If you want to do this right, you want to make sure that you know where you stand before you start. You need to have a complete picture. Here’s what you need to do:
- Gather your most recent statements for all loans and credit cards.
- Get your free annual credit reports to check them for accuracy and to identify all debts.
- Get your free credit score at Credit.com to find out whether you’re eligible to lower your interest rates or for a debt consolidation loan.
- Check the National Student Data System to gather all student loan information.
1. Make A List
Having everything written out in front of you is really the key to success here. Plus, once you’ve written it all out, and it’s right there in black and white, it may not seem as insurmountable as it did before.
- Make a list of all your debts: name of creditor, interest rate, balance, minimum monthly payment.
- Also list how much you’ll need to pay in order to zero-out the cards’ debt within three years, as found on credit card statements.
- Remember to include loans not listed on your credit reports (e.g. family loans, medical bills).
2. Lower Your Rates
Paying high interest rates on existing debt causes your debt to really mount, and makes paying it off much more difficult. If possible, you want to lower those interest rates. Here’s what to do:
- Based on your credit, you may qualify for much better interest rates on credit cards.
- Open a free account with Credit.com and see what kind of low rate balance transfer credit cards you can get.
- Check out student loan consolidation and Income-based Repayment at StudentLoans.gov.
- Call your card issuers to ask for lower rates on credit card balances.
- Consider a consolidation loan and/or balance transfers to pay off high-rate credit cards at a lower rate.
- Find out if you can refinance a high-rate auto loan.
3. Get Your Number
Once you know what your total payoff number is, you’ll have a real, complete goal to work towards.

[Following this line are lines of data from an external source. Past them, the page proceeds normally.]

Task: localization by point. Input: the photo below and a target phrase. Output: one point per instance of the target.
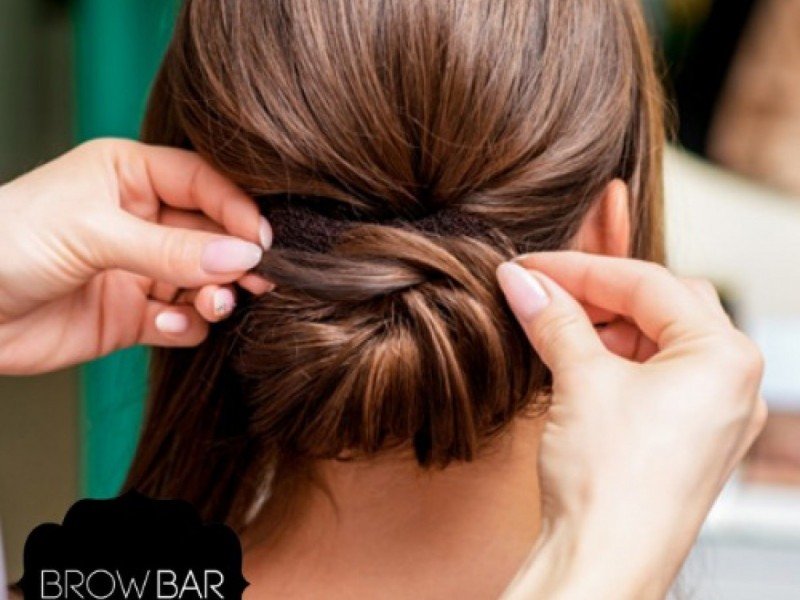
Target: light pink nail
(224, 302)
(229, 255)
(172, 322)
(524, 293)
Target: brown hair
(519, 111)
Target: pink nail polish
(223, 302)
(524, 293)
(230, 255)
(172, 322)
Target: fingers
(626, 340)
(182, 179)
(556, 325)
(172, 326)
(182, 257)
(663, 307)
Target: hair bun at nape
(393, 336)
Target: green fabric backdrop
(118, 46)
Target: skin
(655, 398)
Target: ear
(606, 229)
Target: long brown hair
(519, 111)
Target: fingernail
(172, 322)
(224, 302)
(265, 234)
(229, 255)
(525, 295)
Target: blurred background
(71, 70)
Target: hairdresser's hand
(649, 418)
(115, 244)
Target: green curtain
(118, 46)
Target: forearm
(576, 561)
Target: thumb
(182, 257)
(555, 323)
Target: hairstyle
(519, 112)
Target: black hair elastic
(298, 225)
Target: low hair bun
(393, 336)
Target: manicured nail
(525, 295)
(224, 302)
(265, 234)
(172, 322)
(229, 255)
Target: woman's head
(526, 114)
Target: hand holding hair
(118, 243)
(649, 419)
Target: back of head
(518, 113)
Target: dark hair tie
(299, 225)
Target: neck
(385, 527)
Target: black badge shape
(133, 547)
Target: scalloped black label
(132, 547)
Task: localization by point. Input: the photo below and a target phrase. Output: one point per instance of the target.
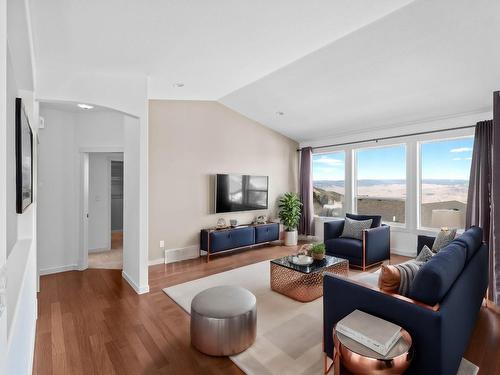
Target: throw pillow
(399, 278)
(425, 254)
(354, 228)
(444, 237)
(389, 279)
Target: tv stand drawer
(267, 233)
(229, 239)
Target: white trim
(154, 262)
(403, 253)
(137, 289)
(58, 269)
(177, 255)
(103, 149)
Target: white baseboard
(51, 270)
(98, 250)
(176, 255)
(137, 288)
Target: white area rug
(289, 333)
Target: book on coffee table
(375, 333)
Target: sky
(449, 159)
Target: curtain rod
(391, 137)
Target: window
(381, 182)
(445, 168)
(329, 184)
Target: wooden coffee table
(304, 283)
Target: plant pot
(291, 238)
(318, 256)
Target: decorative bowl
(301, 260)
(318, 256)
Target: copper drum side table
(304, 283)
(359, 359)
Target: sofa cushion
(376, 219)
(472, 239)
(344, 246)
(438, 274)
(443, 238)
(425, 254)
(354, 228)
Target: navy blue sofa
(441, 310)
(372, 250)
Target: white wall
(403, 238)
(18, 232)
(66, 134)
(99, 230)
(3, 174)
(127, 94)
(12, 93)
(132, 270)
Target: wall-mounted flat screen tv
(235, 192)
(24, 159)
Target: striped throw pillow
(354, 228)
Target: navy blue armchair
(440, 312)
(372, 250)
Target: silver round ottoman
(223, 320)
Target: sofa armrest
(342, 296)
(377, 244)
(424, 240)
(333, 229)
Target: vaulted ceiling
(328, 66)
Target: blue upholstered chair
(440, 311)
(373, 249)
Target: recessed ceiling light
(85, 106)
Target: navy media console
(218, 240)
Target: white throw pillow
(354, 228)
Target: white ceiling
(427, 60)
(72, 107)
(330, 66)
(213, 47)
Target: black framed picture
(24, 159)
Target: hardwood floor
(92, 322)
(109, 259)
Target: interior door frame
(109, 176)
(83, 212)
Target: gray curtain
(494, 286)
(483, 203)
(305, 187)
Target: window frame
(420, 142)
(354, 194)
(329, 152)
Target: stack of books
(374, 333)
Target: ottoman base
(223, 336)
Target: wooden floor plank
(92, 322)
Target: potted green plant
(289, 214)
(317, 251)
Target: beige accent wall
(189, 142)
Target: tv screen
(235, 192)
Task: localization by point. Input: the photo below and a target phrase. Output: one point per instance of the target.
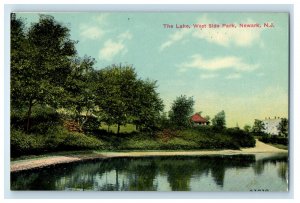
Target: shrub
(274, 139)
(22, 144)
(91, 125)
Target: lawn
(128, 128)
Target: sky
(241, 70)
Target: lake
(260, 172)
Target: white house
(271, 125)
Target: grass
(279, 146)
(128, 128)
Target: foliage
(55, 139)
(247, 128)
(274, 139)
(80, 90)
(258, 127)
(41, 64)
(123, 98)
(181, 110)
(283, 127)
(218, 122)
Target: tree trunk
(118, 128)
(28, 115)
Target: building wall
(271, 126)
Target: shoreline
(43, 161)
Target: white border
(260, 6)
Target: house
(271, 125)
(197, 119)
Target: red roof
(197, 118)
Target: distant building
(197, 119)
(271, 125)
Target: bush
(91, 125)
(42, 118)
(243, 138)
(274, 139)
(55, 139)
(23, 144)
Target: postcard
(149, 101)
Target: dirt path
(51, 160)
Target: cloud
(125, 36)
(208, 76)
(114, 47)
(90, 32)
(95, 29)
(111, 49)
(242, 37)
(173, 38)
(218, 63)
(233, 76)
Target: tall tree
(41, 76)
(283, 127)
(80, 90)
(116, 92)
(258, 127)
(147, 105)
(219, 121)
(181, 110)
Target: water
(262, 172)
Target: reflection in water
(156, 174)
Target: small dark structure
(197, 119)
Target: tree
(123, 98)
(283, 127)
(80, 90)
(247, 128)
(207, 118)
(181, 110)
(258, 127)
(218, 121)
(147, 106)
(40, 77)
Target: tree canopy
(41, 58)
(181, 110)
(219, 121)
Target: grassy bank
(60, 139)
(49, 134)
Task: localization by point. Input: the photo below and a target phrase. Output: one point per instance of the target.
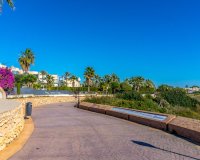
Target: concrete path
(63, 132)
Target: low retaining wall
(105, 109)
(185, 127)
(11, 121)
(38, 101)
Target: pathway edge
(19, 142)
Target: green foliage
(18, 88)
(177, 96)
(115, 86)
(131, 95)
(163, 88)
(29, 79)
(146, 105)
(26, 59)
(89, 74)
(25, 79)
(125, 87)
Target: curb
(19, 142)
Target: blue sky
(159, 40)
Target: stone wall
(11, 125)
(184, 127)
(38, 101)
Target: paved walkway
(63, 132)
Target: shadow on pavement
(154, 147)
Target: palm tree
(67, 74)
(97, 80)
(115, 78)
(150, 85)
(50, 81)
(137, 83)
(73, 79)
(89, 74)
(43, 73)
(26, 60)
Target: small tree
(50, 81)
(7, 79)
(89, 74)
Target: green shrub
(179, 97)
(147, 105)
(131, 95)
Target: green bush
(179, 97)
(131, 95)
(147, 105)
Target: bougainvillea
(7, 79)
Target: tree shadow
(154, 147)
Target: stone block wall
(38, 101)
(11, 125)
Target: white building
(42, 78)
(69, 83)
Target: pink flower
(7, 79)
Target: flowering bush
(7, 79)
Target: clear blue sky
(157, 39)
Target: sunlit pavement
(63, 132)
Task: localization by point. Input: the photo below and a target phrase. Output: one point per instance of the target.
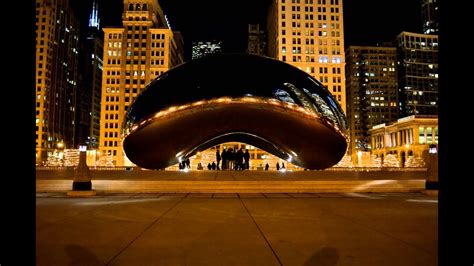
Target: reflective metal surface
(234, 97)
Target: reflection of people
(218, 158)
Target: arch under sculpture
(235, 97)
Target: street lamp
(82, 185)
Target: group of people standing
(233, 159)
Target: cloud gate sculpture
(234, 97)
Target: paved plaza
(237, 229)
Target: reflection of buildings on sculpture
(409, 136)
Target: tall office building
(90, 81)
(309, 34)
(202, 49)
(372, 88)
(429, 16)
(257, 40)
(134, 55)
(418, 73)
(57, 45)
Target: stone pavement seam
(69, 217)
(260, 230)
(383, 233)
(146, 229)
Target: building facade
(309, 34)
(408, 136)
(202, 49)
(257, 43)
(144, 48)
(429, 16)
(57, 48)
(372, 88)
(90, 83)
(418, 73)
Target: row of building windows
(112, 116)
(110, 143)
(137, 7)
(111, 125)
(110, 134)
(111, 107)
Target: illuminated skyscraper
(309, 34)
(372, 88)
(90, 81)
(418, 73)
(57, 45)
(429, 16)
(202, 49)
(144, 48)
(257, 43)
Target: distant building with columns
(408, 136)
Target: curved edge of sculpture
(297, 130)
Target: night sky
(366, 22)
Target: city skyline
(201, 21)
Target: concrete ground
(237, 229)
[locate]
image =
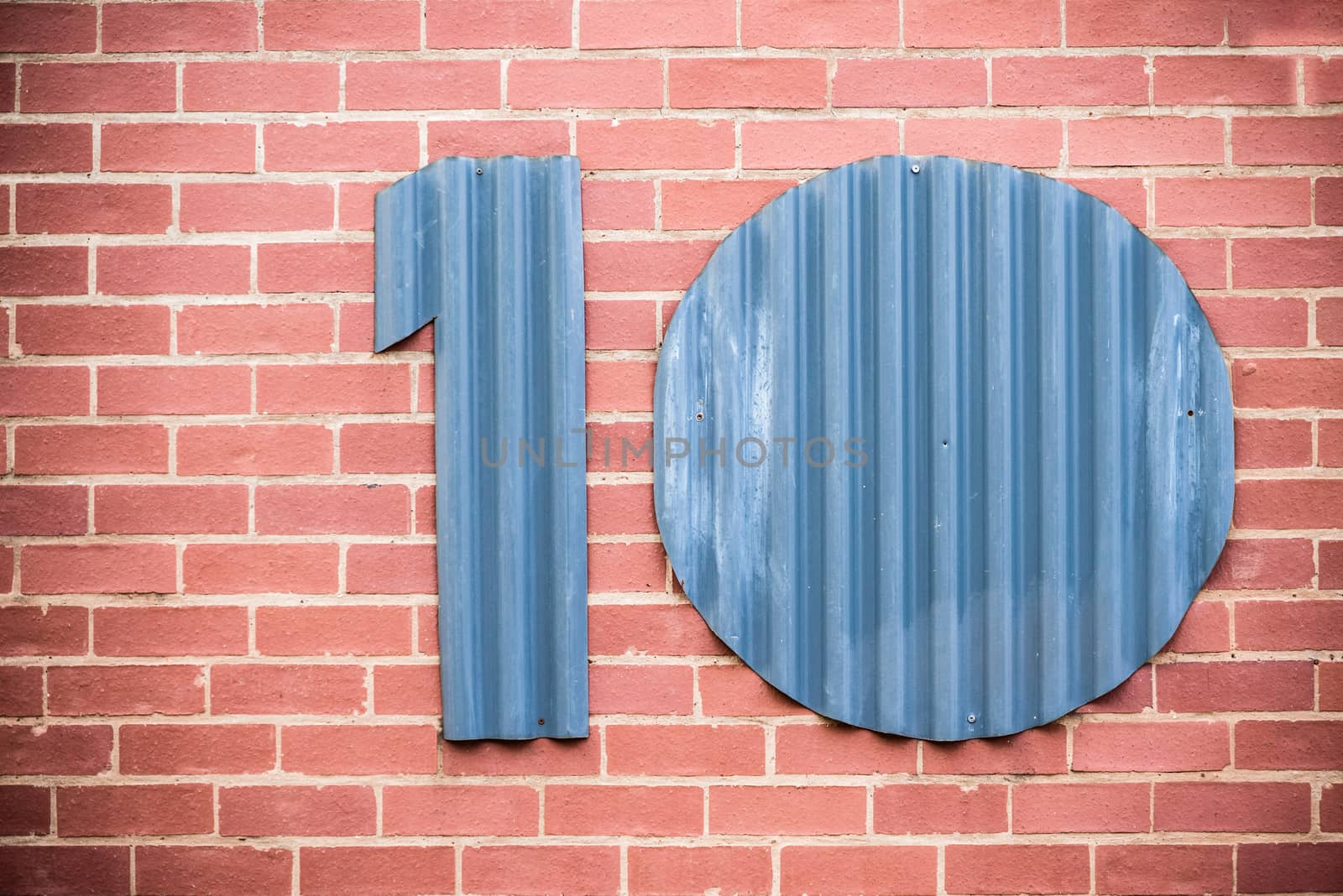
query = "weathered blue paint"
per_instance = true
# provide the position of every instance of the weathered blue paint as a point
(1048, 425)
(492, 250)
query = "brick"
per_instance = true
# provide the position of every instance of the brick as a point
(255, 207)
(262, 329)
(44, 510)
(98, 86)
(499, 137)
(315, 267)
(342, 147)
(1289, 503)
(1306, 22)
(1152, 868)
(254, 450)
(342, 24)
(387, 448)
(787, 810)
(331, 388)
(1287, 262)
(461, 810)
(1020, 868)
(1288, 383)
(261, 569)
(474, 24)
(359, 750)
(44, 270)
(812, 23)
(66, 869)
(141, 809)
(44, 631)
(407, 690)
(1011, 141)
(286, 690)
(725, 83)
(530, 869)
(641, 690)
(1291, 625)
(584, 83)
(644, 264)
(261, 86)
(617, 204)
(181, 510)
(1209, 81)
(40, 27)
(910, 82)
(1264, 564)
(834, 748)
(215, 869)
(100, 569)
(27, 810)
(20, 695)
(626, 810)
(1152, 746)
(1181, 23)
(181, 27)
(178, 147)
(1288, 745)
(1080, 808)
(939, 809)
(391, 569)
(1145, 141)
(1314, 140)
(1241, 685)
(1233, 201)
(685, 750)
(376, 869)
(93, 208)
(814, 143)
(640, 566)
(460, 83)
(1033, 752)
(582, 757)
(656, 143)
(316, 510)
(125, 690)
(1079, 81)
(317, 631)
(154, 270)
(55, 750)
(868, 868)
(669, 871)
(738, 691)
(1236, 806)
(170, 631)
(1323, 80)
(196, 748)
(624, 24)
(31, 149)
(195, 389)
(1329, 320)
(297, 812)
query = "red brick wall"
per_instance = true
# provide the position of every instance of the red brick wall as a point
(217, 526)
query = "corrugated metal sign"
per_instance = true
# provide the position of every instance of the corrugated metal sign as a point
(946, 447)
(492, 250)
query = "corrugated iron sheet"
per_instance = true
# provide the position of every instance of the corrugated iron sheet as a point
(492, 250)
(1048, 425)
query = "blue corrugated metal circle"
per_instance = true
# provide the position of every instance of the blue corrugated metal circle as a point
(492, 248)
(977, 447)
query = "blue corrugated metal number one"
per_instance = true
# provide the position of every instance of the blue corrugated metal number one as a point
(492, 250)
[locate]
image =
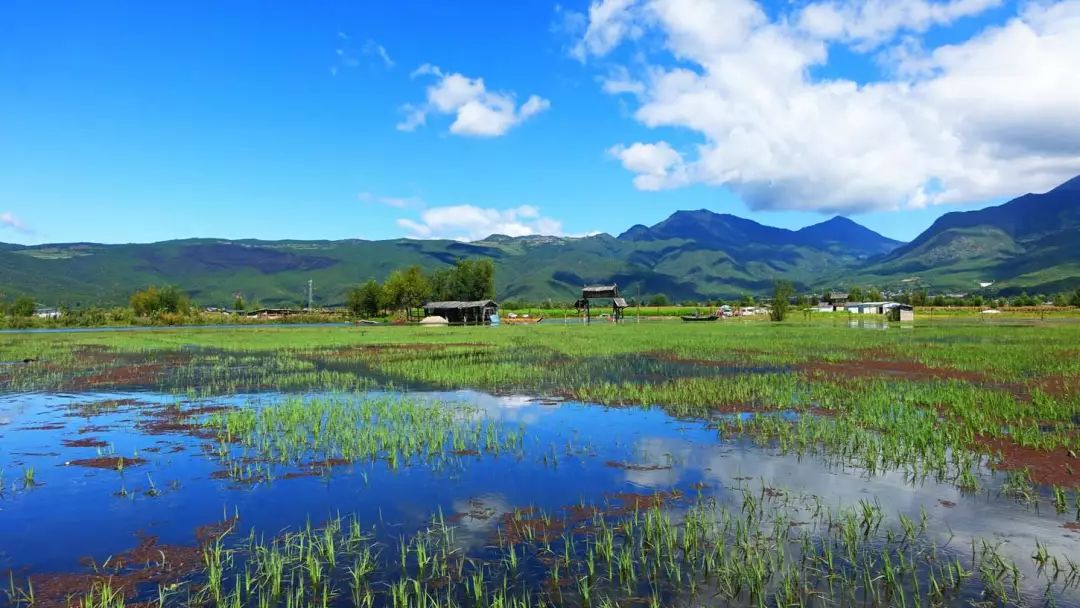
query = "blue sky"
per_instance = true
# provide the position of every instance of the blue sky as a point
(136, 122)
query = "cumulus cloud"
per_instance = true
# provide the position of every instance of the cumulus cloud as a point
(9, 220)
(991, 116)
(470, 223)
(477, 111)
(868, 23)
(657, 165)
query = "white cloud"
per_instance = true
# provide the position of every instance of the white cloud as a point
(868, 23)
(396, 202)
(657, 165)
(993, 116)
(609, 23)
(9, 219)
(477, 111)
(470, 223)
(619, 81)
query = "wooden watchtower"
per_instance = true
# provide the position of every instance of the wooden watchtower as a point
(602, 292)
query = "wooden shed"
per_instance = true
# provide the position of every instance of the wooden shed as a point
(477, 312)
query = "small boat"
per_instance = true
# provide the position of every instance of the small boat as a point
(522, 320)
(690, 318)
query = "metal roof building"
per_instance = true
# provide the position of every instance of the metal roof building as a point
(475, 312)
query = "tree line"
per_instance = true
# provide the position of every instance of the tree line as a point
(412, 287)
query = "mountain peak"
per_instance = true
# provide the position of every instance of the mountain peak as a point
(1070, 186)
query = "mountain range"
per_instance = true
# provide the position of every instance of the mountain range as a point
(1027, 244)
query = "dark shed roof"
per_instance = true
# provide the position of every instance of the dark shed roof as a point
(601, 292)
(454, 305)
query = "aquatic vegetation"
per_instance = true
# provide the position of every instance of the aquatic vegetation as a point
(767, 549)
(319, 433)
(259, 411)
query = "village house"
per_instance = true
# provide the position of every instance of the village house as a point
(46, 312)
(477, 312)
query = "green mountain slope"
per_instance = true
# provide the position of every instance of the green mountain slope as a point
(532, 268)
(1028, 243)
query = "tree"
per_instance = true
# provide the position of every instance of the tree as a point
(782, 292)
(469, 280)
(364, 300)
(154, 300)
(406, 288)
(23, 307)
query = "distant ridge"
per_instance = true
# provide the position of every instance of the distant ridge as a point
(1029, 243)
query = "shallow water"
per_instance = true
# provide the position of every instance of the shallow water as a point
(572, 454)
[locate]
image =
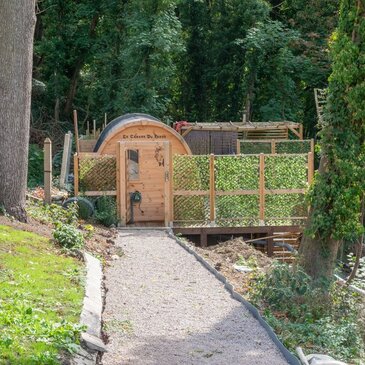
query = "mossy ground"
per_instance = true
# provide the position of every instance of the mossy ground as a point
(41, 295)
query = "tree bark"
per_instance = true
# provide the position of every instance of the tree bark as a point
(17, 19)
(318, 254)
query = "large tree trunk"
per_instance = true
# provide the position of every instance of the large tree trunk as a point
(318, 254)
(17, 19)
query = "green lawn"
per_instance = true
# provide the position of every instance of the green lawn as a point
(41, 294)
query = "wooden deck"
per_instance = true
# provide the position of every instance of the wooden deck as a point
(264, 232)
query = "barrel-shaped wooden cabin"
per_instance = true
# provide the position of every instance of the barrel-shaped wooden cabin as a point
(132, 160)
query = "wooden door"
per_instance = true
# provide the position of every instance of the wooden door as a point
(145, 170)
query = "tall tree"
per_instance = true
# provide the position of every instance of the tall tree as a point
(338, 191)
(17, 19)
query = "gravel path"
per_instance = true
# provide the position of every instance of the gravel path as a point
(164, 308)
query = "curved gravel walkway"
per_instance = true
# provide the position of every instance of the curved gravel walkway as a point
(164, 308)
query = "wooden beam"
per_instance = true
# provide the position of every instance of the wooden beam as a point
(237, 192)
(118, 173)
(187, 131)
(270, 243)
(47, 171)
(262, 186)
(100, 193)
(310, 167)
(65, 159)
(76, 126)
(190, 192)
(211, 189)
(76, 174)
(292, 129)
(273, 146)
(284, 191)
(123, 184)
(167, 183)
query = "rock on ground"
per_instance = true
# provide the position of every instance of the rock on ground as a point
(164, 308)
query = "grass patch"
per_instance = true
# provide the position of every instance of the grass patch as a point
(41, 295)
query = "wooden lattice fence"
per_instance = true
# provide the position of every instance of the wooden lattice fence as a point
(241, 190)
(252, 147)
(95, 174)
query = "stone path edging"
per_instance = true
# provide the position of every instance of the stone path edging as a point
(91, 314)
(292, 360)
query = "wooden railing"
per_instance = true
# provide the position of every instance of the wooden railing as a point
(264, 189)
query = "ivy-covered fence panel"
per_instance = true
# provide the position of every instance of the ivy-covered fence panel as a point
(252, 147)
(97, 173)
(241, 190)
(191, 181)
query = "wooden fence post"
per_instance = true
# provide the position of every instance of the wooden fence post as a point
(76, 174)
(310, 167)
(262, 188)
(47, 171)
(273, 146)
(123, 184)
(312, 145)
(212, 189)
(76, 132)
(65, 166)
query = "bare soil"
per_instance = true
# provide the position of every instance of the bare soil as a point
(224, 255)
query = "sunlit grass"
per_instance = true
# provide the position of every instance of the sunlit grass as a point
(41, 295)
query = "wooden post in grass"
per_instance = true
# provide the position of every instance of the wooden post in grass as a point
(47, 171)
(310, 167)
(262, 188)
(76, 174)
(65, 166)
(273, 146)
(212, 189)
(76, 132)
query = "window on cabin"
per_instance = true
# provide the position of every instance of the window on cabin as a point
(133, 164)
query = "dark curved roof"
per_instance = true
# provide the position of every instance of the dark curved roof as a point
(117, 122)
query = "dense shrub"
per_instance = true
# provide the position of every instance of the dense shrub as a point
(68, 236)
(305, 314)
(106, 211)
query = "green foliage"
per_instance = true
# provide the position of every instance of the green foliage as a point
(303, 314)
(68, 237)
(186, 59)
(35, 166)
(53, 213)
(286, 172)
(236, 173)
(34, 293)
(106, 211)
(340, 185)
(359, 280)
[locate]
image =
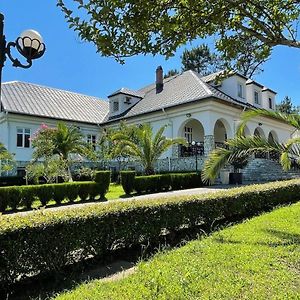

- Total the three-year pay-off amount for all your credit cards.
- Add the monthly payments for all other debts.
- Write down the result: Your Total Monthly Payment.
4. Plan Your Strategy
There are plenty of ways to attack this problem and you’ll likely approach this using a variety of tools and methods. Plan your strategy carefully.
- Determine if you can afford to pay the Total Monthly Payment until your debt is paid off.
- If not doable, contact a credit counseling agency and/or bankruptcy attorney for advice.
- If doable, decide which debt to pay off first (highest interest rate or lowest balance?) — “target debt.”
- Set up “auto pay” for required minimum for all debts except target debt.
- Pay as much as possible toward target debt until paid off.
- Choose new target debt and pay extra toward that one, and so on.
5. Monitor & Adjust
Once your plan is set, don’t get too comfortable. You’ll need to track your behavior closely to make sure you’re making progress, and you’ll want to make adjustments when necessary.
- Monitor your credit score each month to see if your credit score improves (over time it should).
- As your credit score improves, reconsider a consolidation loan or balance transfers to save money often spent on interest charges for remaining debts. (Your interest charges are often listed on yoru credit card statement.)
- Stick with your plan until your debt is paid off.